Jägermeister

Von Michael Wiedorn

Ein Gebirge wirft sich ihm entgegen, leuchtend in der Sonne am Morgen. Es schlägt ihm ins Gesicht, daß er rot strahle am Morgen nach dem Tode des Hirsches, erschlagen vom Jäger zwischen den Schluchten im Gebirge. Undurchdringliches Schwarz in der Schlucht, gefangen gehalten von Felswänden.
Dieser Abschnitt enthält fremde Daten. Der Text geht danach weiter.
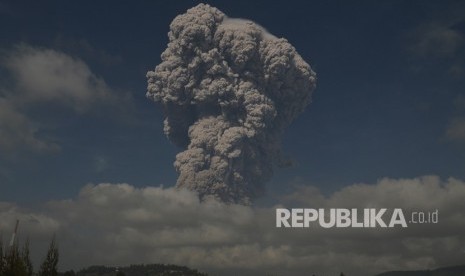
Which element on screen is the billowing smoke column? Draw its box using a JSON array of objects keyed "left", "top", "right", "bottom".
[{"left": 147, "top": 4, "right": 316, "bottom": 204}]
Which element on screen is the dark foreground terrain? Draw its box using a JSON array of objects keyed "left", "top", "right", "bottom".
[
  {"left": 59, "top": 264, "right": 207, "bottom": 276},
  {"left": 376, "top": 265, "right": 465, "bottom": 276}
]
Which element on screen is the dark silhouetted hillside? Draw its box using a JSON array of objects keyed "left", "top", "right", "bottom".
[
  {"left": 72, "top": 264, "right": 207, "bottom": 276},
  {"left": 376, "top": 265, "right": 465, "bottom": 276}
]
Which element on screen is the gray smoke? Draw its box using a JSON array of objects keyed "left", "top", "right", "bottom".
[{"left": 147, "top": 4, "right": 316, "bottom": 204}]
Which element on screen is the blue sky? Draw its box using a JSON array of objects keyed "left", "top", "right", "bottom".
[
  {"left": 0, "top": 0, "right": 465, "bottom": 276},
  {"left": 0, "top": 1, "right": 465, "bottom": 203}
]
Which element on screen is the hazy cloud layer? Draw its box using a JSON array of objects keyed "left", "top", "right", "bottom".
[
  {"left": 0, "top": 176, "right": 465, "bottom": 276},
  {"left": 0, "top": 44, "right": 131, "bottom": 152}
]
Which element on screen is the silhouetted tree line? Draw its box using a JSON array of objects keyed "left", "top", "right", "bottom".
[{"left": 0, "top": 236, "right": 59, "bottom": 276}]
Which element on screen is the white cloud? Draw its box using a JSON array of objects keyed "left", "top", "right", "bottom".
[
  {"left": 411, "top": 22, "right": 465, "bottom": 58},
  {"left": 0, "top": 44, "right": 132, "bottom": 152},
  {"left": 0, "top": 98, "right": 58, "bottom": 154},
  {"left": 0, "top": 176, "right": 465, "bottom": 276},
  {"left": 4, "top": 45, "right": 117, "bottom": 112}
]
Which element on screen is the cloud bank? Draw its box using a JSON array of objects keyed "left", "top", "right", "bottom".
[
  {"left": 0, "top": 176, "right": 465, "bottom": 276},
  {"left": 0, "top": 44, "right": 132, "bottom": 153},
  {"left": 147, "top": 4, "right": 316, "bottom": 204}
]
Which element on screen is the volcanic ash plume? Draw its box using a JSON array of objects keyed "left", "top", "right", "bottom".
[{"left": 147, "top": 4, "right": 316, "bottom": 204}]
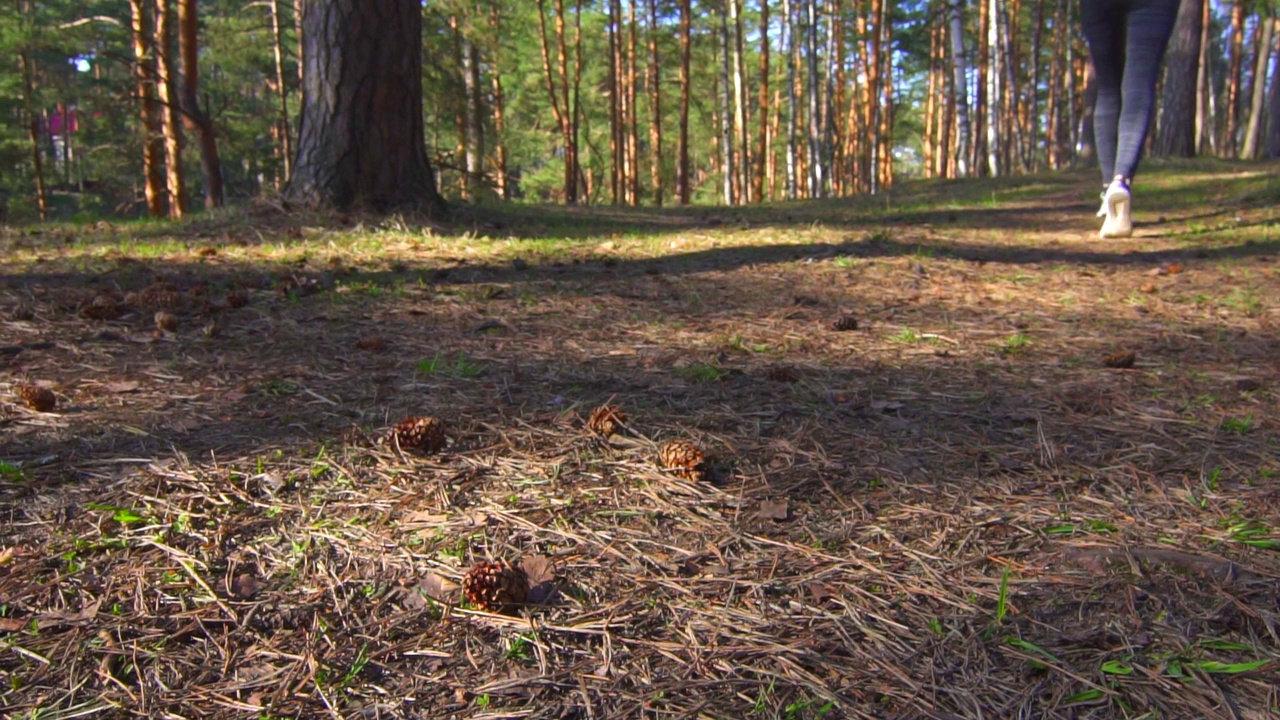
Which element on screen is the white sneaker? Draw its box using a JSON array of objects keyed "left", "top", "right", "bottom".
[{"left": 1098, "top": 177, "right": 1133, "bottom": 240}]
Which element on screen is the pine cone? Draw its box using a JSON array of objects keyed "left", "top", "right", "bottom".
[
  {"left": 462, "top": 561, "right": 529, "bottom": 612},
  {"left": 138, "top": 281, "right": 182, "bottom": 307},
  {"left": 1102, "top": 350, "right": 1138, "bottom": 369},
  {"left": 586, "top": 405, "right": 627, "bottom": 437},
  {"left": 227, "top": 290, "right": 248, "bottom": 307},
  {"left": 81, "top": 295, "right": 122, "bottom": 320},
  {"left": 156, "top": 310, "right": 178, "bottom": 333},
  {"left": 831, "top": 315, "right": 858, "bottom": 332},
  {"left": 392, "top": 418, "right": 444, "bottom": 452},
  {"left": 658, "top": 439, "right": 707, "bottom": 480},
  {"left": 18, "top": 386, "right": 58, "bottom": 413}
]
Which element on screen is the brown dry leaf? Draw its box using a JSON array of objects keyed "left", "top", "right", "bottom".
[
  {"left": 232, "top": 573, "right": 262, "bottom": 600},
  {"left": 404, "top": 573, "right": 462, "bottom": 610},
  {"left": 756, "top": 500, "right": 791, "bottom": 520},
  {"left": 356, "top": 334, "right": 389, "bottom": 352}
]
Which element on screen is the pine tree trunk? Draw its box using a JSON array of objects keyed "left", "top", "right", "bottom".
[
  {"left": 1156, "top": 0, "right": 1204, "bottom": 158},
  {"left": 17, "top": 49, "right": 49, "bottom": 222},
  {"left": 178, "top": 0, "right": 225, "bottom": 210},
  {"left": 951, "top": 0, "right": 967, "bottom": 178},
  {"left": 649, "top": 0, "right": 662, "bottom": 208},
  {"left": 1220, "top": 0, "right": 1245, "bottom": 158},
  {"left": 1240, "top": 14, "right": 1275, "bottom": 160},
  {"left": 270, "top": 0, "right": 293, "bottom": 182},
  {"left": 462, "top": 35, "right": 484, "bottom": 199},
  {"left": 489, "top": 5, "right": 511, "bottom": 200},
  {"left": 129, "top": 0, "right": 165, "bottom": 218},
  {"left": 155, "top": 0, "right": 187, "bottom": 218},
  {"left": 1184, "top": 0, "right": 1213, "bottom": 155},
  {"left": 751, "top": 0, "right": 769, "bottom": 201},
  {"left": 676, "top": 0, "right": 691, "bottom": 205},
  {"left": 285, "top": 0, "right": 444, "bottom": 211}
]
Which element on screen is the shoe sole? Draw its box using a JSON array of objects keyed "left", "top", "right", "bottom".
[{"left": 1098, "top": 192, "right": 1133, "bottom": 240}]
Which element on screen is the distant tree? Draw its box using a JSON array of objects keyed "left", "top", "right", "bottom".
[{"left": 285, "top": 0, "right": 443, "bottom": 211}]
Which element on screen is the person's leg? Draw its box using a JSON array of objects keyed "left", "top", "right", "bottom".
[
  {"left": 1108, "top": 0, "right": 1179, "bottom": 183},
  {"left": 1080, "top": 0, "right": 1125, "bottom": 187}
]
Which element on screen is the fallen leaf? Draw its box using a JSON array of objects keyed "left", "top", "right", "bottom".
[{"left": 758, "top": 500, "right": 791, "bottom": 520}]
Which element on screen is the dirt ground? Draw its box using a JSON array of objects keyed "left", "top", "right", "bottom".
[{"left": 0, "top": 163, "right": 1280, "bottom": 720}]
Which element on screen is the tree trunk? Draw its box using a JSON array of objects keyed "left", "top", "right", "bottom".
[
  {"left": 287, "top": 0, "right": 444, "bottom": 211},
  {"left": 1266, "top": 19, "right": 1280, "bottom": 158},
  {"left": 1240, "top": 13, "right": 1275, "bottom": 160},
  {"left": 462, "top": 33, "right": 484, "bottom": 199},
  {"left": 1156, "top": 0, "right": 1207, "bottom": 158},
  {"left": 719, "top": 0, "right": 737, "bottom": 205},
  {"left": 951, "top": 0, "right": 967, "bottom": 178},
  {"left": 16, "top": 49, "right": 49, "bottom": 222},
  {"left": 129, "top": 0, "right": 165, "bottom": 218},
  {"left": 155, "top": 0, "right": 187, "bottom": 218},
  {"left": 1196, "top": 0, "right": 1213, "bottom": 155},
  {"left": 782, "top": 0, "right": 797, "bottom": 200},
  {"left": 178, "top": 0, "right": 225, "bottom": 210},
  {"left": 489, "top": 5, "right": 511, "bottom": 200},
  {"left": 1221, "top": 0, "right": 1245, "bottom": 158},
  {"left": 649, "top": 0, "right": 662, "bottom": 208},
  {"left": 270, "top": 0, "right": 293, "bottom": 182},
  {"left": 726, "top": 0, "right": 751, "bottom": 204},
  {"left": 676, "top": 0, "right": 691, "bottom": 205}
]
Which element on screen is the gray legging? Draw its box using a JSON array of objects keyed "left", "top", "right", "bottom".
[{"left": 1080, "top": 0, "right": 1179, "bottom": 184}]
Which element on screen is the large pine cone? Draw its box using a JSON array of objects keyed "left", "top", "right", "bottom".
[
  {"left": 658, "top": 439, "right": 707, "bottom": 480},
  {"left": 586, "top": 405, "right": 627, "bottom": 437},
  {"left": 18, "top": 386, "right": 58, "bottom": 413},
  {"left": 462, "top": 561, "right": 529, "bottom": 612},
  {"left": 392, "top": 418, "right": 444, "bottom": 452},
  {"left": 81, "top": 295, "right": 123, "bottom": 320}
]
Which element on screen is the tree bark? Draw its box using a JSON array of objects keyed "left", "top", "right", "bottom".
[
  {"left": 1240, "top": 13, "right": 1275, "bottom": 160},
  {"left": 155, "top": 0, "right": 187, "bottom": 219},
  {"left": 129, "top": 0, "right": 165, "bottom": 218},
  {"left": 951, "top": 0, "right": 967, "bottom": 178},
  {"left": 285, "top": 0, "right": 444, "bottom": 211},
  {"left": 1156, "top": 0, "right": 1206, "bottom": 158},
  {"left": 178, "top": 0, "right": 226, "bottom": 210},
  {"left": 270, "top": 0, "right": 293, "bottom": 182},
  {"left": 649, "top": 0, "right": 662, "bottom": 208},
  {"left": 676, "top": 0, "right": 691, "bottom": 205}
]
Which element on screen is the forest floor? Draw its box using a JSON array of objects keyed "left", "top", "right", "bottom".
[{"left": 0, "top": 163, "right": 1280, "bottom": 720}]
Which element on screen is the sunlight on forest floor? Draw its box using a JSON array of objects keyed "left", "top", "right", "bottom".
[{"left": 0, "top": 161, "right": 1280, "bottom": 720}]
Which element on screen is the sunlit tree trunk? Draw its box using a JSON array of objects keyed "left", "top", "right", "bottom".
[
  {"left": 129, "top": 0, "right": 165, "bottom": 218},
  {"left": 178, "top": 0, "right": 224, "bottom": 210},
  {"left": 155, "top": 0, "right": 187, "bottom": 218},
  {"left": 285, "top": 0, "right": 443, "bottom": 211},
  {"left": 1240, "top": 14, "right": 1275, "bottom": 160},
  {"left": 1156, "top": 0, "right": 1206, "bottom": 158},
  {"left": 751, "top": 0, "right": 771, "bottom": 201},
  {"left": 950, "top": 0, "right": 967, "bottom": 177},
  {"left": 649, "top": 0, "right": 663, "bottom": 208},
  {"left": 15, "top": 0, "right": 49, "bottom": 222},
  {"left": 269, "top": 0, "right": 293, "bottom": 182},
  {"left": 1220, "top": 0, "right": 1245, "bottom": 158},
  {"left": 676, "top": 0, "right": 691, "bottom": 205}
]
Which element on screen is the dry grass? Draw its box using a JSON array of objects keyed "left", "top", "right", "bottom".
[{"left": 0, "top": 165, "right": 1280, "bottom": 720}]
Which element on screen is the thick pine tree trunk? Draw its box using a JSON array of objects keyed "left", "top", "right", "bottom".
[
  {"left": 676, "top": 0, "right": 691, "bottom": 205},
  {"left": 129, "top": 0, "right": 165, "bottom": 218},
  {"left": 1156, "top": 0, "right": 1206, "bottom": 158},
  {"left": 1240, "top": 14, "right": 1275, "bottom": 160},
  {"left": 155, "top": 0, "right": 187, "bottom": 218},
  {"left": 287, "top": 0, "right": 443, "bottom": 210},
  {"left": 178, "top": 0, "right": 225, "bottom": 210}
]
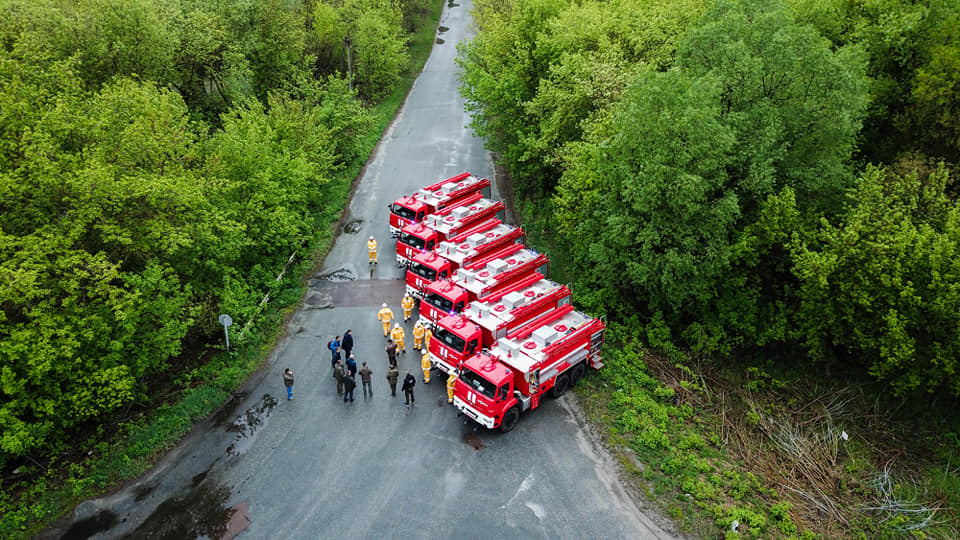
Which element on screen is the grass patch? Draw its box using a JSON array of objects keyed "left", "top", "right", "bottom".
[
  {"left": 0, "top": 2, "right": 443, "bottom": 538},
  {"left": 517, "top": 175, "right": 960, "bottom": 538}
]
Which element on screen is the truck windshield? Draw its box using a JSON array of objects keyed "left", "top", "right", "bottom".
[
  {"left": 460, "top": 368, "right": 497, "bottom": 399},
  {"left": 410, "top": 263, "right": 437, "bottom": 281},
  {"left": 433, "top": 328, "right": 467, "bottom": 352},
  {"left": 400, "top": 233, "right": 423, "bottom": 249},
  {"left": 391, "top": 203, "right": 416, "bottom": 220},
  {"left": 424, "top": 293, "right": 453, "bottom": 313}
]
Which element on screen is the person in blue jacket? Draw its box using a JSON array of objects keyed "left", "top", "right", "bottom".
[{"left": 327, "top": 336, "right": 340, "bottom": 366}]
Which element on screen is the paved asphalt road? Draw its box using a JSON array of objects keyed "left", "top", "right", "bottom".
[{"left": 42, "top": 1, "right": 674, "bottom": 539}]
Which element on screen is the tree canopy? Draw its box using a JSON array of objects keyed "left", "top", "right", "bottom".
[
  {"left": 0, "top": 0, "right": 423, "bottom": 465},
  {"left": 460, "top": 0, "right": 960, "bottom": 396}
]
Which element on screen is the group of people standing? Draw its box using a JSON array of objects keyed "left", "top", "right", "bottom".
[{"left": 283, "top": 294, "right": 449, "bottom": 405}]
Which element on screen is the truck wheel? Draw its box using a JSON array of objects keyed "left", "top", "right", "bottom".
[
  {"left": 553, "top": 373, "right": 570, "bottom": 398},
  {"left": 570, "top": 362, "right": 587, "bottom": 386},
  {"left": 500, "top": 407, "right": 520, "bottom": 433}
]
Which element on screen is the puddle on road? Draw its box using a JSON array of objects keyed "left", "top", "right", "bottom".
[
  {"left": 463, "top": 433, "right": 487, "bottom": 450},
  {"left": 342, "top": 219, "right": 363, "bottom": 234},
  {"left": 190, "top": 469, "right": 210, "bottom": 487},
  {"left": 60, "top": 510, "right": 117, "bottom": 540},
  {"left": 227, "top": 394, "right": 277, "bottom": 456},
  {"left": 127, "top": 482, "right": 244, "bottom": 540},
  {"left": 133, "top": 486, "right": 154, "bottom": 502},
  {"left": 308, "top": 268, "right": 357, "bottom": 289},
  {"left": 213, "top": 391, "right": 249, "bottom": 427}
]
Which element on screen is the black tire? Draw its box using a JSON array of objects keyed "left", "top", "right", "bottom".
[
  {"left": 570, "top": 362, "right": 587, "bottom": 386},
  {"left": 500, "top": 407, "right": 520, "bottom": 433},
  {"left": 553, "top": 373, "right": 570, "bottom": 398}
]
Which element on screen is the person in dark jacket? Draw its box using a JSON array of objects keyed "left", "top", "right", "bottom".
[
  {"left": 387, "top": 365, "right": 400, "bottom": 396},
  {"left": 333, "top": 360, "right": 344, "bottom": 396},
  {"left": 347, "top": 354, "right": 357, "bottom": 377},
  {"left": 327, "top": 336, "right": 340, "bottom": 366},
  {"left": 360, "top": 362, "right": 373, "bottom": 397},
  {"left": 403, "top": 371, "right": 417, "bottom": 405},
  {"left": 343, "top": 373, "right": 357, "bottom": 403},
  {"left": 384, "top": 339, "right": 397, "bottom": 367},
  {"left": 340, "top": 328, "right": 353, "bottom": 358},
  {"left": 283, "top": 368, "right": 293, "bottom": 399}
]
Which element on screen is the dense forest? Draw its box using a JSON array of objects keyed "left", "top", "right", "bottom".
[
  {"left": 0, "top": 0, "right": 427, "bottom": 466},
  {"left": 461, "top": 0, "right": 960, "bottom": 398},
  {"left": 459, "top": 0, "right": 960, "bottom": 538}
]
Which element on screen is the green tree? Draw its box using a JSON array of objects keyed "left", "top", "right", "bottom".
[
  {"left": 794, "top": 167, "right": 960, "bottom": 396},
  {"left": 557, "top": 70, "right": 740, "bottom": 318},
  {"left": 557, "top": 2, "right": 866, "bottom": 351}
]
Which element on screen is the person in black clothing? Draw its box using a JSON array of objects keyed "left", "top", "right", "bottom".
[
  {"left": 340, "top": 328, "right": 353, "bottom": 358},
  {"left": 347, "top": 354, "right": 357, "bottom": 377},
  {"left": 403, "top": 371, "right": 417, "bottom": 405},
  {"left": 343, "top": 373, "right": 357, "bottom": 402}
]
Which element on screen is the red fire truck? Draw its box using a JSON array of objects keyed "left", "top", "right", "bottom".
[
  {"left": 430, "top": 279, "right": 570, "bottom": 373},
  {"left": 406, "top": 219, "right": 525, "bottom": 298},
  {"left": 420, "top": 244, "right": 550, "bottom": 326},
  {"left": 453, "top": 304, "right": 604, "bottom": 433},
  {"left": 397, "top": 197, "right": 505, "bottom": 266},
  {"left": 387, "top": 172, "right": 490, "bottom": 236}
]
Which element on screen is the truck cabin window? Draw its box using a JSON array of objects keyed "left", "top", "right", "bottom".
[
  {"left": 393, "top": 204, "right": 423, "bottom": 219},
  {"left": 410, "top": 263, "right": 437, "bottom": 281},
  {"left": 460, "top": 368, "right": 497, "bottom": 399},
  {"left": 400, "top": 233, "right": 423, "bottom": 249},
  {"left": 433, "top": 328, "right": 465, "bottom": 352},
  {"left": 424, "top": 293, "right": 453, "bottom": 313}
]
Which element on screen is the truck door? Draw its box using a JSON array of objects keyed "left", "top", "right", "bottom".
[{"left": 527, "top": 368, "right": 540, "bottom": 410}]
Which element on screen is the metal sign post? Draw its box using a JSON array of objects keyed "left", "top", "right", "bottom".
[{"left": 218, "top": 313, "right": 233, "bottom": 351}]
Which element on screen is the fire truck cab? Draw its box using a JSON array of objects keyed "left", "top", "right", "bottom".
[
  {"left": 406, "top": 219, "right": 524, "bottom": 298},
  {"left": 397, "top": 193, "right": 504, "bottom": 266},
  {"left": 453, "top": 305, "right": 604, "bottom": 432},
  {"left": 387, "top": 172, "right": 490, "bottom": 236},
  {"left": 420, "top": 244, "right": 550, "bottom": 326},
  {"left": 430, "top": 278, "right": 570, "bottom": 374}
]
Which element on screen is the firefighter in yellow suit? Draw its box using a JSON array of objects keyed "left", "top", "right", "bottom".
[
  {"left": 377, "top": 304, "right": 393, "bottom": 337},
  {"left": 400, "top": 293, "right": 414, "bottom": 322},
  {"left": 390, "top": 323, "right": 407, "bottom": 353},
  {"left": 367, "top": 236, "right": 377, "bottom": 264},
  {"left": 420, "top": 351, "right": 432, "bottom": 384},
  {"left": 447, "top": 373, "right": 457, "bottom": 403},
  {"left": 423, "top": 327, "right": 433, "bottom": 351},
  {"left": 413, "top": 321, "right": 430, "bottom": 351}
]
Der Jäger ist schuldig und wird von Furien gejagt. Sie stürzen sich auf ihn in den Nächten, den Behutsamen. In denen er zerschmettert zwischen den Felsen zu schlafen versucht. Raubvogelähnliche Gestalten rauschen mit ausgebreiteten Flügeln in verlassenen Nächten im Winde des Gebirges – tief aus dem Boden. Er träumt von der Schuld. Er liebt den ihn liebenden Hirsch aus dem Walde. Smaragdgrün strahlend in den Wipfeln, die sich in der Kuppel der tödlichen Nacht verlieren – riesig wie die Hallen einer Kathedrale der Verlassenheit. Der Jäger fühlt sich in der Weite, die ihn verlöscht, schweben. Ein zwergenhaftes Kind in den Gewölben des Bauches seiner Mutter. Die Nabelschnur blutet – verblutet in die weite Nacht des ihn umhüllenden, des ihn aussetzenden Waldes. Die Perle eines Tropfens löst sich vom Wasserhahn und fällt auf den kalten Kellerboden, dröhnend in der Weite des Ausgesetztseins. Der Hirsch erhebt sich in die Höhe, erhebt erhaben den Kopf – tausendfältig verzweigtes Geweih – in die rote Morgensonne.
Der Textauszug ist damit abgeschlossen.